Liberating Data: Insights from Laurence Bénichou at the Berlin Training Workshop



Berlin, 11 November 2025. The recent Data Liberation Workshop, organised in collaboration with DEST (Distributed European School of Taxonomy of CETAF), the European Journal of Taxonomy (EJT), Plazi, and GBIF, brought together experts and trainees in Berlin for two intensive days of hands-on training on how to extract, structure, annotate and reuse biodiversity data from scientific literature. The training followed an online theoretical session held on 15 October 2025, which introduced participants to the state of biodiversity publishing and the global move toward data liberation.

At the centre of the workshop’s message was a simple but powerful idea: publishing biodiversity research is not enough if the data cannot be found, accessed, or reused.
This principle was highlighted throughout the training by Laurence Bénichou, Head of the Scientific Publishing Department at the Muséum national d’Histoire naturelle (MNHN), Co-founder and Liaison Officer of the European Journal of Taxonomy, and one of the course trainers.

Why liberating data matters

According to Bénichou, the purpose of the workshop was clear: to help participants understand how to extract data from publications and why this matters for biodiversity science. Scientific articles are rich in data, from taxonomic treatments to specimen information, figures, maps and occurrences; but much of this content remains locked inside PDFs.

Bénichou emphasised that the goal is for biodiversity data to be FAIR: Findable, Accessible, Interoperable and Reusable. “If the data are published but cannot be retrieved, reused or found,” she explained, “their value is lost. It is like writing a book and leaving it in a basement.”

Ensuring that data can be extracted as soon as a paper is published is essential for enabling access, reuse, and wide dissemination. The workshop was therefore designed to demonstrate both the extraction process and the tools available to retrieve these data once they have been liberated.

Laurence Bénichou

A two-part training: from theory to practice

The workshop combined an online theoretical introduction with an intensive in-person practical component.

The online session, held on 15 October, set the scene by exploring the current state of biodiversity literature, the need to make taxonomic data machine-readable, and the global momentum toward open and reusable data. This provided participants with the conceptual background necessary to understand why data liberation is becoming central to modern biodiversity research.

The following two days in Berlin transformed these ideas into practice. Through hands-on exercises, participants learned how to structure and annotate biodiversity publications, extract information from both born-digital and legacy literature, and work with real data using tools such as XML-first workflows, GoldenGate, TreatmentBank, BLR, GBIF, Biodiversity PMC and others.

This practical immersion allowed trainees not only to understand the principles behind data liberation but also to directly experience the tools and workflows that make it possible.

The mission of the European Journal of Taxonomy

Bénichou also highlighted the unique role of the European Journal of Taxonomy (EJT) in fostering data liberation. Founded in 2011, EJT is a diamond open-access journal, owned by ten European natural history institutions and endorsed by CETAF. Neither authors nor readers pay fees, ensuring that taxonomic knowledge remains fully accessible to the scientific community.

For Bénichou, this community-driven model is essential. Because the journal is collectively owned, the community can jointly decide: which data to extract, how to extract it, and where to make it accessible.

She described EJT as “the best journal in taxonomy”, highlighting its success and its significance as a collaborative platform for shaping the future of biodiversity publishing.

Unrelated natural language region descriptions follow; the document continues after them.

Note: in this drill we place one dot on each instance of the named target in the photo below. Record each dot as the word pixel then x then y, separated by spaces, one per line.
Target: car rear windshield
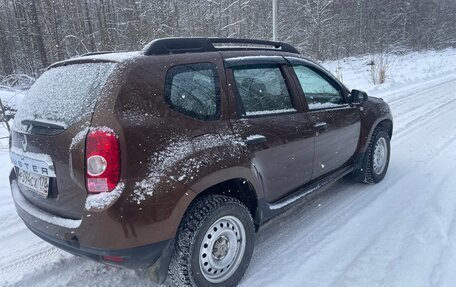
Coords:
pixel 63 95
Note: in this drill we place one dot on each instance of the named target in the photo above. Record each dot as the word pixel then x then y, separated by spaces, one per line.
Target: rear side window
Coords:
pixel 194 90
pixel 262 90
pixel 319 92
pixel 63 95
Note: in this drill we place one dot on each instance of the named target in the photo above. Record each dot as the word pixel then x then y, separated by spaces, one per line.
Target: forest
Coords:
pixel 36 33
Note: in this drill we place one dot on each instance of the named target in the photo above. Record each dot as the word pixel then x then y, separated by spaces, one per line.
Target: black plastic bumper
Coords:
pixel 154 258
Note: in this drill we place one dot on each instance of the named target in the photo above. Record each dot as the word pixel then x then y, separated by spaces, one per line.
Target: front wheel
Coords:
pixel 214 243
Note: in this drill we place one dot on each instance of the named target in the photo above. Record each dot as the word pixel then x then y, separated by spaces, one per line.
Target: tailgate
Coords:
pixel 48 136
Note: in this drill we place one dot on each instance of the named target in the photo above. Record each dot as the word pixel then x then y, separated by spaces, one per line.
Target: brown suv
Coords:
pixel 169 159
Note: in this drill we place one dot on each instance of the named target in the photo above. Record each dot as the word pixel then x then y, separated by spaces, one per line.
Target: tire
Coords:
pixel 378 156
pixel 214 243
pixel 372 170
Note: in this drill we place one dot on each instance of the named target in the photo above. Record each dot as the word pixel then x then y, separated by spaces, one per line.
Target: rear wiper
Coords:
pixel 43 124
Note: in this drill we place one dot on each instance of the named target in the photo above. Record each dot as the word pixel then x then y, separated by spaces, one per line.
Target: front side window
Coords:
pixel 194 90
pixel 262 90
pixel 319 93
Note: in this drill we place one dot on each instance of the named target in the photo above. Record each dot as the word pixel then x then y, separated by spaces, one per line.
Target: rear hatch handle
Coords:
pixel 43 124
pixel 255 139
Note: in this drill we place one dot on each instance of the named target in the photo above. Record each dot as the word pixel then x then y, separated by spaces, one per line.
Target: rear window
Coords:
pixel 63 95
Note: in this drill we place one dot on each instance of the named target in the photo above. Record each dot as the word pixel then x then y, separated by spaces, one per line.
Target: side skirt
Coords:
pixel 266 210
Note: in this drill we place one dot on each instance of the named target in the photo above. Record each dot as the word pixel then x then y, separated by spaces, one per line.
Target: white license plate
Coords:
pixel 37 183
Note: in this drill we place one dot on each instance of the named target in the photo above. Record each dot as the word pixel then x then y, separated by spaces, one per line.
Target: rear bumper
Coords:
pixel 123 249
pixel 134 258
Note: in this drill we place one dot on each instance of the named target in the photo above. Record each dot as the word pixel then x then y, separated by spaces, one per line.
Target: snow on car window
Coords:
pixel 63 95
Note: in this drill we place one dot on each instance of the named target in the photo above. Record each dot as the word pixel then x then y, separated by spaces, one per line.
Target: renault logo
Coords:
pixel 24 144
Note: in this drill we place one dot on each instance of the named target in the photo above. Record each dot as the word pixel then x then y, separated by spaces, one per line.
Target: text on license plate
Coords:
pixel 37 183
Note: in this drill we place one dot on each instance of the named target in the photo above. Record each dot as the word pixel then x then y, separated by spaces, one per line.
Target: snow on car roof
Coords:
pixel 106 57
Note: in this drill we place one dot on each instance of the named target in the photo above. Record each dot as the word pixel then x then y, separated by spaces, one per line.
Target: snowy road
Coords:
pixel 401 232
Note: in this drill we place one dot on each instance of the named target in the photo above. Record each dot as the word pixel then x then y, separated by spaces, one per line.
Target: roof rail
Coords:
pixel 97 53
pixel 192 45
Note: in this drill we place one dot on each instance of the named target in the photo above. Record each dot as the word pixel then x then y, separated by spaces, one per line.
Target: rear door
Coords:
pixel 270 119
pixel 337 124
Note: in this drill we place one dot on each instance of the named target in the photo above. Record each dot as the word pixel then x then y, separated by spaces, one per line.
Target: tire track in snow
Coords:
pixel 29 263
pixel 322 242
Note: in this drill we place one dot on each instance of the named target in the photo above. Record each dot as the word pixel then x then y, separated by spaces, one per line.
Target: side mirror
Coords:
pixel 358 97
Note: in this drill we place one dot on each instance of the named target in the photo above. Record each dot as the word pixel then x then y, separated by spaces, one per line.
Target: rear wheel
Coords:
pixel 376 161
pixel 214 243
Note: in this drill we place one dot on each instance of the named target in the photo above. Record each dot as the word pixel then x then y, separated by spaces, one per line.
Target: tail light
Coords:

She encouraged more institutions and experts to engage with the journal: “Having the journal in the hands of the community is essential to serve its needs. We welcome people to join us and participate.”

A collaborative training team

In addition to Bénichou, the workshop was delivered by a diverse group of experts representing key organisations in biodiversity data infrastructure:

  • Chris Le Coquet: French publisher and desk editor for EJT; digital projects lead on FAIR biodiversity data at MNHN
  • Donat Agosti: Co-founder of Plazi, specialist in transforming literature into FAIR data
  • Julia Giora: Head of Learning & Engagement, Plazi
  • Emilie Pasche: Research associate at HES-SO Geneva & SIB, involved in Biodiversity PMC
  • Markus Döring: Botanist and biodiversity informatician, GBIF Secretariat

Their combined expertise ensured that trainees received a complete overview of workflows spanning the entire data lifecycle — from publication to global dissemination.